Anything really big for you musically that ten years ago, you had no interest in?

I can’t think of anything ten years ago, but I can thirty-five years ago.  I had no interest in Sonic Youth. This year I’ve discovered Sonic Youth for the first time.  They are geniuses. I went on tour with Steve Shelley, along with Mark Kozelek two years ago. That’s another story.  One of the best times of my life. What a lovely man. Genius drummer and legendary, towering music figure. I’m looking forward to hearing the new solo albums by Thurston Moore and Kim Gordon.  This the year of Sonic gifts for me.

Is music as important for you as it was ten years ago?

Going along with the theme of thirty-five years ago, yes, I’d say so.  Even more important now.

How are things yourself, have you any interesting projects going on?

Things will be much better when my country is back to normal.  When our leaders aren’t lying hypocrites. We have to teach our children right.  We can’t when our president is telling us to punch people we don’t agree with in the face.  That it’s OK to put kids in cages. That it’s OK to disrespect women. To disrespect our friends and allies.  The entire United States is experiencing PTSD.

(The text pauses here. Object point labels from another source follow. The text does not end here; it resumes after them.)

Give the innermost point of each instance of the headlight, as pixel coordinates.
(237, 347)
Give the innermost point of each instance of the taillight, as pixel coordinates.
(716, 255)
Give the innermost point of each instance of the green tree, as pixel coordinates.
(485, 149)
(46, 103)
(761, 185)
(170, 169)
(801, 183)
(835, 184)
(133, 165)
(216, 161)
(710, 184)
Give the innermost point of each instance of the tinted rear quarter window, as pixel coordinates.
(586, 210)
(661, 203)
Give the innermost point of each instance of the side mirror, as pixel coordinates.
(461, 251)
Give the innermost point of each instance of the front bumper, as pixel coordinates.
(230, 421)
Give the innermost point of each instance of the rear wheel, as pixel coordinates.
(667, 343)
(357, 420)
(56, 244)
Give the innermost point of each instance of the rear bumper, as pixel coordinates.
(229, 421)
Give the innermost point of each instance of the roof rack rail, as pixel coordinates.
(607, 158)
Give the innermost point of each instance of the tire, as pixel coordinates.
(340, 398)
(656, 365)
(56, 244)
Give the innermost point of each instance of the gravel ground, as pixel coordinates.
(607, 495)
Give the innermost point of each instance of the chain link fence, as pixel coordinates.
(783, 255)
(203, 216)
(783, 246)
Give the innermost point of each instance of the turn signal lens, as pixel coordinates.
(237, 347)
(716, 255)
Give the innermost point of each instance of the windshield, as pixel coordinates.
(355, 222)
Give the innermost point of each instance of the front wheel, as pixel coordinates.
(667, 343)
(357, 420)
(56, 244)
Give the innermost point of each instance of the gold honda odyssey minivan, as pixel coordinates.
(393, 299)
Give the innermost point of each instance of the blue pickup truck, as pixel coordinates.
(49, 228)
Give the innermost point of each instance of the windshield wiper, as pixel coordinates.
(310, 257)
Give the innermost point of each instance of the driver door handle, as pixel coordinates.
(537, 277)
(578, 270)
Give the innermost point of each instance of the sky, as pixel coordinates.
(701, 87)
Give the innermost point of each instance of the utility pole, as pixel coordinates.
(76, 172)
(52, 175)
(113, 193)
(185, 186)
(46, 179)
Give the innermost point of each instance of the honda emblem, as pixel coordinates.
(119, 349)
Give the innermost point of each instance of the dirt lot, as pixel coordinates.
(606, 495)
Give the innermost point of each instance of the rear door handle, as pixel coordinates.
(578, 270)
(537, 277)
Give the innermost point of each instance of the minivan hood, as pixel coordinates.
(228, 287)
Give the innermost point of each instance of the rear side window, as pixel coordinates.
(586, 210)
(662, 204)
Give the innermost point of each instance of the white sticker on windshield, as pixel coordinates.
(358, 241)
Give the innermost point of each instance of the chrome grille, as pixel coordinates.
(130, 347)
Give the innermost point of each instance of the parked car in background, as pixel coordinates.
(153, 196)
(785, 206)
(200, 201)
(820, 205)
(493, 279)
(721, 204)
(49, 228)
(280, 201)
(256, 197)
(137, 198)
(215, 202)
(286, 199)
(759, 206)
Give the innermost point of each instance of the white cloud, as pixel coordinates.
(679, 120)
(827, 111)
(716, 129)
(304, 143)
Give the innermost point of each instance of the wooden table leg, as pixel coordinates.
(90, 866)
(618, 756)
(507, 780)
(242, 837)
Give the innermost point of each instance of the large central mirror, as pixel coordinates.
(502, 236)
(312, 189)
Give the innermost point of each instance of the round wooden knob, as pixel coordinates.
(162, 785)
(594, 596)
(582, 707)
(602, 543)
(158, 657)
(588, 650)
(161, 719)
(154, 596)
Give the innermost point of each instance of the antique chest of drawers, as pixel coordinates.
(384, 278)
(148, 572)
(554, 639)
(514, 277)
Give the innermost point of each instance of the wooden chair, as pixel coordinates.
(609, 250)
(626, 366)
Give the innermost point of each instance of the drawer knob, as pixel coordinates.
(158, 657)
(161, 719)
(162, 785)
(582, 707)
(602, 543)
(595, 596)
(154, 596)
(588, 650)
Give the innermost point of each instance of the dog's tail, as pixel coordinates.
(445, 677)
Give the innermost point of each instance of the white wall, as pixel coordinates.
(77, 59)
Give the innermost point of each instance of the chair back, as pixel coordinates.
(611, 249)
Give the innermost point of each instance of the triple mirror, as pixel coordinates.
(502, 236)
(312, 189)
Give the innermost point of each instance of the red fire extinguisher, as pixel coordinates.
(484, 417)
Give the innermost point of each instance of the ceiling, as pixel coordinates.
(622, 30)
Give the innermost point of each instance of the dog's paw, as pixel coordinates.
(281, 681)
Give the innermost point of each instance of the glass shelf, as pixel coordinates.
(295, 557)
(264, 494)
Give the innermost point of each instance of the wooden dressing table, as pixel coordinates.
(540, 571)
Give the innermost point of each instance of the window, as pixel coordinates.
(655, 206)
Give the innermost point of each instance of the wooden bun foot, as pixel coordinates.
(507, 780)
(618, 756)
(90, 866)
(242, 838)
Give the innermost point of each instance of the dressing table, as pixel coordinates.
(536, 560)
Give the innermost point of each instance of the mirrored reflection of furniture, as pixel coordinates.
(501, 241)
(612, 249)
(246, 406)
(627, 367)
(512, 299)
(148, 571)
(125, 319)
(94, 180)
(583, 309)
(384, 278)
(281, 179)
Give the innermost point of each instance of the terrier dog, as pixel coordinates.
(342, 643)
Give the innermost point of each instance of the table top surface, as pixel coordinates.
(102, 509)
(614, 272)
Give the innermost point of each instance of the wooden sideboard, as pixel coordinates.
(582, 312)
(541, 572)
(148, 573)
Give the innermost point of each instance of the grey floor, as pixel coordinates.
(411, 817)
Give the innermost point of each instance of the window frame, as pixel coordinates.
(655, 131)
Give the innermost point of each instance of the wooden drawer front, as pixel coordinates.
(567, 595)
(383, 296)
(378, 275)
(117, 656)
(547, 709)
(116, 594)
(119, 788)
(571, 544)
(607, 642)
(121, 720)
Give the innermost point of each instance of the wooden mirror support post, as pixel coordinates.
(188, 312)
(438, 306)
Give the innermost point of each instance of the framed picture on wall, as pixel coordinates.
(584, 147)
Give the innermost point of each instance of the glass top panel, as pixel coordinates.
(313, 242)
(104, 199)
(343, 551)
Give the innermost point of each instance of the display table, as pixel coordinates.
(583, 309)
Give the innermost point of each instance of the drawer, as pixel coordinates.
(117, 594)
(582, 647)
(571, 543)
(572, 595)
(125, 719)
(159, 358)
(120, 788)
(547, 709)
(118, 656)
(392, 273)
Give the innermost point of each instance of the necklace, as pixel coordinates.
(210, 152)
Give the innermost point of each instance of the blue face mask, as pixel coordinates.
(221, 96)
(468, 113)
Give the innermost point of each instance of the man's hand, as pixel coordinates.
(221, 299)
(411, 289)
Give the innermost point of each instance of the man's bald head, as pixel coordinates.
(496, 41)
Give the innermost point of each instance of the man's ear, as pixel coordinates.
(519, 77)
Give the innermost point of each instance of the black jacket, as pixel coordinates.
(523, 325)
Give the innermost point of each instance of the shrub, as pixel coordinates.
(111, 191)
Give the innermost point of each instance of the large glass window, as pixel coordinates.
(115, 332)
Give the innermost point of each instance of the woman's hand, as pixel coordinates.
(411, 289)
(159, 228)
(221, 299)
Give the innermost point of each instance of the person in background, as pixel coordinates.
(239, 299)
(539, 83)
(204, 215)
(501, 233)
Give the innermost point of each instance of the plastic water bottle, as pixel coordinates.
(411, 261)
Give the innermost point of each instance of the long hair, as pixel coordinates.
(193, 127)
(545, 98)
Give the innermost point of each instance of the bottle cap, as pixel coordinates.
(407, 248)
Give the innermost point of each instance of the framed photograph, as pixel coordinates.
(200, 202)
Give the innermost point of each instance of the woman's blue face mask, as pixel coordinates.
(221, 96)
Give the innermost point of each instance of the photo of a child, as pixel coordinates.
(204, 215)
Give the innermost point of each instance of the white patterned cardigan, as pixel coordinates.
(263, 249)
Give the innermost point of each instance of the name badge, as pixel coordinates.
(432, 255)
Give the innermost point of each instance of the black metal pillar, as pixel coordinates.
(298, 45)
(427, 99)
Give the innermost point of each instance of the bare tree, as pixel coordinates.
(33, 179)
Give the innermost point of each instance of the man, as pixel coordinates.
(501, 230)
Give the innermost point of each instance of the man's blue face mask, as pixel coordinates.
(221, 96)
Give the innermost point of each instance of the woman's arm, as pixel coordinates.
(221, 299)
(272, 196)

I have an interesting project that’s on its third year.  My band Spain plays the last Thursday of every month at a little bar in Downtown Los Angeles called The Love Song.  I record every show and post them on the Spain website. We play two sets a night. I have guests join us and it’s a fun time with amazing, insightful, transcendent music that can only happen there.  I don’t want to record albums in the studio any more. I don’t want to listen to music recorded in studios any more. Live music is life. It’s life in the present moment. The present moment is all that matters.  So, with the help of friends I record our songs live and put them out there. I don’t call them live songs anymore. They are just songs, recorded live. That’s another thing. If the song’s recorded live, iTunes requires it to be labelled “live” or they won’t release it.  Yet all music is recorded live, in the present moment. It makes no sense. Listen to live Sikh Kirtan music. If you listen to it enough, you’ll smell incense wherever you go.